Sementara pihak Asper/KBKPH Songgom hingga berita ini tayang belum bisa dimintai keterangan.
Pentolan El-Bara Yadi Supriadi, S.Thi yang melakukan pendampingan para penggarap tanah/lahan Perum Perhutani saat dimintai tanggapan seputar kasus itu (30/6) menyebutkan, ulah oknum mafia tanah ini menurutnya bisa dianggap sebagai menggagalkan proyek yang bersifat strategis itu, lantaran proyek ini lebih bersifat untuk memenuhi kebutuhan hajat hidup orang banyak.
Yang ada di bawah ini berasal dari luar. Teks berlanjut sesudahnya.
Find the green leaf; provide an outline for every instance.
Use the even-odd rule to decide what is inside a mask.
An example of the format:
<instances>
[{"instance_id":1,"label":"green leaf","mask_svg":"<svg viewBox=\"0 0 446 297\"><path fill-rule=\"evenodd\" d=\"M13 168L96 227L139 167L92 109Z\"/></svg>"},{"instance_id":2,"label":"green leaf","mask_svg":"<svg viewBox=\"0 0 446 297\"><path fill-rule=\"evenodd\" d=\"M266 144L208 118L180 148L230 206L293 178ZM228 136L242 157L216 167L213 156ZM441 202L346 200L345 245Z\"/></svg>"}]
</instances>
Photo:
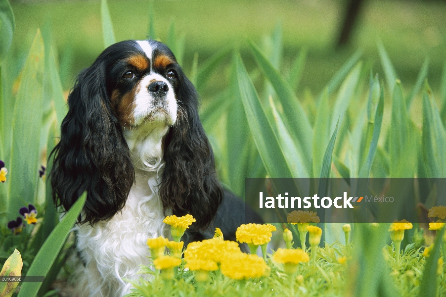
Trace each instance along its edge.
<instances>
[{"instance_id":1,"label":"green leaf","mask_svg":"<svg viewBox=\"0 0 446 297\"><path fill-rule=\"evenodd\" d=\"M386 76L386 80L387 81L387 86L389 87L389 92L393 94L394 88L395 86L395 82L398 78L397 72L394 67L387 52L384 49L384 46L381 42L378 43L378 50L379 52L379 56L381 58L381 63L384 70L384 75Z\"/></svg>"},{"instance_id":2,"label":"green leaf","mask_svg":"<svg viewBox=\"0 0 446 297\"><path fill-rule=\"evenodd\" d=\"M305 159L310 160L312 129L305 111L283 77L255 45L252 42L250 42L249 44L257 65L272 85L277 94L283 107L284 120L287 127L293 127L289 131L292 137L297 140L299 144L298 148Z\"/></svg>"},{"instance_id":3,"label":"green leaf","mask_svg":"<svg viewBox=\"0 0 446 297\"><path fill-rule=\"evenodd\" d=\"M352 69L339 89L333 108L334 111L331 117L330 130L334 129L335 126L337 125L338 122L341 123L341 124L343 124L350 100L356 90L359 79L359 75L361 74L361 66L362 63L360 62Z\"/></svg>"},{"instance_id":4,"label":"green leaf","mask_svg":"<svg viewBox=\"0 0 446 297\"><path fill-rule=\"evenodd\" d=\"M446 60L443 65L442 80L440 85L440 102L442 102L442 120L446 125Z\"/></svg>"},{"instance_id":5,"label":"green leaf","mask_svg":"<svg viewBox=\"0 0 446 297\"><path fill-rule=\"evenodd\" d=\"M60 127L62 121L68 112L68 105L63 96L63 88L60 82L59 71L56 67L56 59L52 49L49 50L48 68L52 90L52 99L57 118L57 127ZM57 135L59 135L60 133L58 133Z\"/></svg>"},{"instance_id":6,"label":"green leaf","mask_svg":"<svg viewBox=\"0 0 446 297\"><path fill-rule=\"evenodd\" d=\"M147 28L148 38L151 39L156 39L156 34L155 31L155 22L153 17L153 1L149 1L149 25Z\"/></svg>"},{"instance_id":7,"label":"green leaf","mask_svg":"<svg viewBox=\"0 0 446 297\"><path fill-rule=\"evenodd\" d=\"M316 177L320 173L325 148L329 142L331 114L328 104L328 92L326 88L322 94L323 96L317 106L314 121L314 133L312 140L312 177Z\"/></svg>"},{"instance_id":8,"label":"green leaf","mask_svg":"<svg viewBox=\"0 0 446 297\"><path fill-rule=\"evenodd\" d=\"M424 62L423 63L423 65L421 66L421 69L420 69L420 73L418 73L418 76L417 77L416 82L415 83L415 85L412 88L410 94L406 98L406 104L407 105L407 110L410 108L410 103L412 103L412 100L413 99L414 97L420 92L420 90L423 87L423 83L427 77L429 68L429 58L426 57L424 59Z\"/></svg>"},{"instance_id":9,"label":"green leaf","mask_svg":"<svg viewBox=\"0 0 446 297\"><path fill-rule=\"evenodd\" d=\"M271 97L269 97L269 105L272 111L279 142L283 144L281 147L283 150L283 155L290 165L293 176L298 178L310 177L310 160L306 159L302 155L301 150L298 149L296 142L288 132L288 128L282 120L281 116L277 111Z\"/></svg>"},{"instance_id":10,"label":"green leaf","mask_svg":"<svg viewBox=\"0 0 446 297\"><path fill-rule=\"evenodd\" d=\"M277 138L239 55L236 62L239 90L254 142L270 177L293 177Z\"/></svg>"},{"instance_id":11,"label":"green leaf","mask_svg":"<svg viewBox=\"0 0 446 297\"><path fill-rule=\"evenodd\" d=\"M427 82L423 93L422 143L426 177L446 177L446 131Z\"/></svg>"},{"instance_id":12,"label":"green leaf","mask_svg":"<svg viewBox=\"0 0 446 297\"><path fill-rule=\"evenodd\" d=\"M334 165L335 167L338 170L338 171L339 171L339 174L340 174L341 176L342 177L342 178L345 180L346 182L350 185L350 170L349 169L349 167L346 166L345 164L341 162L336 156L333 156L332 160L333 161L333 165Z\"/></svg>"},{"instance_id":13,"label":"green leaf","mask_svg":"<svg viewBox=\"0 0 446 297\"><path fill-rule=\"evenodd\" d=\"M331 158L333 155L333 149L334 148L335 141L336 140L336 134L338 133L338 124L336 124L330 142L327 146L325 149L325 153L324 155L324 159L322 162L322 168L320 169L320 174L319 177L319 187L318 187L317 194L321 197L326 196L328 194L328 187L329 186L330 174L331 172Z\"/></svg>"},{"instance_id":14,"label":"green leaf","mask_svg":"<svg viewBox=\"0 0 446 297\"><path fill-rule=\"evenodd\" d=\"M101 19L102 22L102 35L104 38L104 47L108 48L116 43L113 25L108 10L107 0L101 0Z\"/></svg>"},{"instance_id":15,"label":"green leaf","mask_svg":"<svg viewBox=\"0 0 446 297\"><path fill-rule=\"evenodd\" d=\"M226 57L229 52L229 49L223 49L206 60L197 72L195 86L198 93L201 93L206 86L206 83L211 77L213 72Z\"/></svg>"},{"instance_id":16,"label":"green leaf","mask_svg":"<svg viewBox=\"0 0 446 297\"><path fill-rule=\"evenodd\" d=\"M23 67L12 122L8 209L9 219L18 209L34 203L39 168L39 145L43 115L45 69L40 31L31 45Z\"/></svg>"},{"instance_id":17,"label":"green leaf","mask_svg":"<svg viewBox=\"0 0 446 297\"><path fill-rule=\"evenodd\" d=\"M335 75L333 76L333 77L331 78L330 81L328 82L324 88L324 90L325 89L327 89L327 92L328 93L328 96L331 95L335 90L338 88L346 76L348 74L352 68L353 68L359 60L359 58L360 58L362 52L360 50L358 50L355 51L355 53L354 53L350 58L345 62L342 67L335 73ZM320 101L320 99L322 99L322 96L323 93L321 92L317 99L318 105L319 104L319 102Z\"/></svg>"},{"instance_id":18,"label":"green leaf","mask_svg":"<svg viewBox=\"0 0 446 297\"><path fill-rule=\"evenodd\" d=\"M331 135L331 138L330 139L330 142L328 143L328 145L327 146L327 148L325 149L324 159L322 162L322 168L320 169L320 174L319 175L319 177L321 178L330 177L330 173L331 171L331 156L333 155L333 149L334 148L335 141L336 140L336 134L338 133L338 124L336 124L334 131L333 131L333 134Z\"/></svg>"},{"instance_id":19,"label":"green leaf","mask_svg":"<svg viewBox=\"0 0 446 297\"><path fill-rule=\"evenodd\" d=\"M236 90L238 92L238 85ZM213 130L232 101L230 92L227 90L223 91L212 99L211 103L204 108L200 115L201 122L206 130Z\"/></svg>"},{"instance_id":20,"label":"green leaf","mask_svg":"<svg viewBox=\"0 0 446 297\"><path fill-rule=\"evenodd\" d=\"M8 0L0 0L0 65L12 43L15 19Z\"/></svg>"},{"instance_id":21,"label":"green leaf","mask_svg":"<svg viewBox=\"0 0 446 297\"><path fill-rule=\"evenodd\" d=\"M190 81L194 86L197 83L197 73L198 72L198 53L196 52L193 55L193 60L192 61L192 68L190 69L190 75L189 76Z\"/></svg>"},{"instance_id":22,"label":"green leaf","mask_svg":"<svg viewBox=\"0 0 446 297\"><path fill-rule=\"evenodd\" d=\"M412 138L413 136L409 133L409 116L401 82L397 80L394 89L389 131L391 177L413 176L416 155L413 154Z\"/></svg>"},{"instance_id":23,"label":"green leaf","mask_svg":"<svg viewBox=\"0 0 446 297\"><path fill-rule=\"evenodd\" d=\"M430 254L426 261L421 282L420 284L419 297L424 296L437 296L437 270L438 259L440 257L440 248L443 239L443 234L446 228L443 228L437 231L437 237L434 243L434 248L429 253Z\"/></svg>"},{"instance_id":24,"label":"green leaf","mask_svg":"<svg viewBox=\"0 0 446 297\"><path fill-rule=\"evenodd\" d=\"M175 34L175 22L173 19L171 25L167 32L167 38L166 44L169 47L177 59L179 65L182 64L183 55L184 51L184 41L185 36L177 37Z\"/></svg>"},{"instance_id":25,"label":"green leaf","mask_svg":"<svg viewBox=\"0 0 446 297\"><path fill-rule=\"evenodd\" d=\"M81 213L86 198L87 192L84 192L57 224L37 252L27 275L46 276ZM36 296L41 285L42 283L23 283L18 297Z\"/></svg>"},{"instance_id":26,"label":"green leaf","mask_svg":"<svg viewBox=\"0 0 446 297\"><path fill-rule=\"evenodd\" d=\"M376 113L374 117L374 122L373 123L373 132L370 146L368 147L368 153L367 155L366 158L364 161L364 163L362 163L362 165L361 166L361 169L359 170L359 175L358 177L368 177L370 175L372 164L373 163L373 159L375 158L375 153L376 152L376 148L378 147L378 140L379 139L379 135L381 132L381 126L383 121L384 112L384 90L381 89L381 96L379 97L379 102L378 103ZM370 128L372 127L370 127Z\"/></svg>"},{"instance_id":27,"label":"green leaf","mask_svg":"<svg viewBox=\"0 0 446 297\"><path fill-rule=\"evenodd\" d=\"M304 73L304 66L305 65L308 53L308 50L306 48L301 50L290 70L288 82L291 88L294 90L299 87L299 83L302 77L302 73Z\"/></svg>"}]
</instances>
“Oleh karenanya kami minta pihak aparat penegak hukum tangani kasus ini dengan seadil-adilnya. Karena kemana lagi masyarakat mencari keadilan selain ke meja pengadilan,” tandas Yadi.
“Pihak APH janganlah bermain-main di wilayah pusaran sengkarut pembebasan lahan/tanah proyek Bendungan Sadawarna. Dudukan persoalan ini setara di mata hukum, equality before the law sehingga warga yang mencari keadilan merasa puas dalam layanan hukum,” ujarnya.
Atas kasus itu pihaknya mendesak aparat penegak hukum (APH) segera turun tangan untuk menyelidiki terendusnya dugaan pelanggaran hukum di seputar fenomena pembebasan lahan/tanah pembangunan proyek Bendungan Sadawarna.
Lebih jauh dikatakannya bahwa mafia tanah sudah merusak tatanan hukum. Dampaknya sekelompok warga terkena dampak Bendungan Sadawarna merasa diperlakukan tidak adil dan kehilangan hak-haknya.
Di bagian ahir pembicaraannya, menurut Yadi, konstitusi kita telah mengatur bahwa setiap orang berhak atas perlindungan pribadi, keluarga, kehormatan, martabat dan harta benda yang di bawah kekuasaannya serta berhak atas rasa aman, dan perlindungan.
“Problematika mafia tanah di pusaran proyek Bendungan Sadawarna sungguh berpotensi merugikan keuangan negara dan melukai rasa keadilan masyarakat terdampak,” pungkasnya. (Abh)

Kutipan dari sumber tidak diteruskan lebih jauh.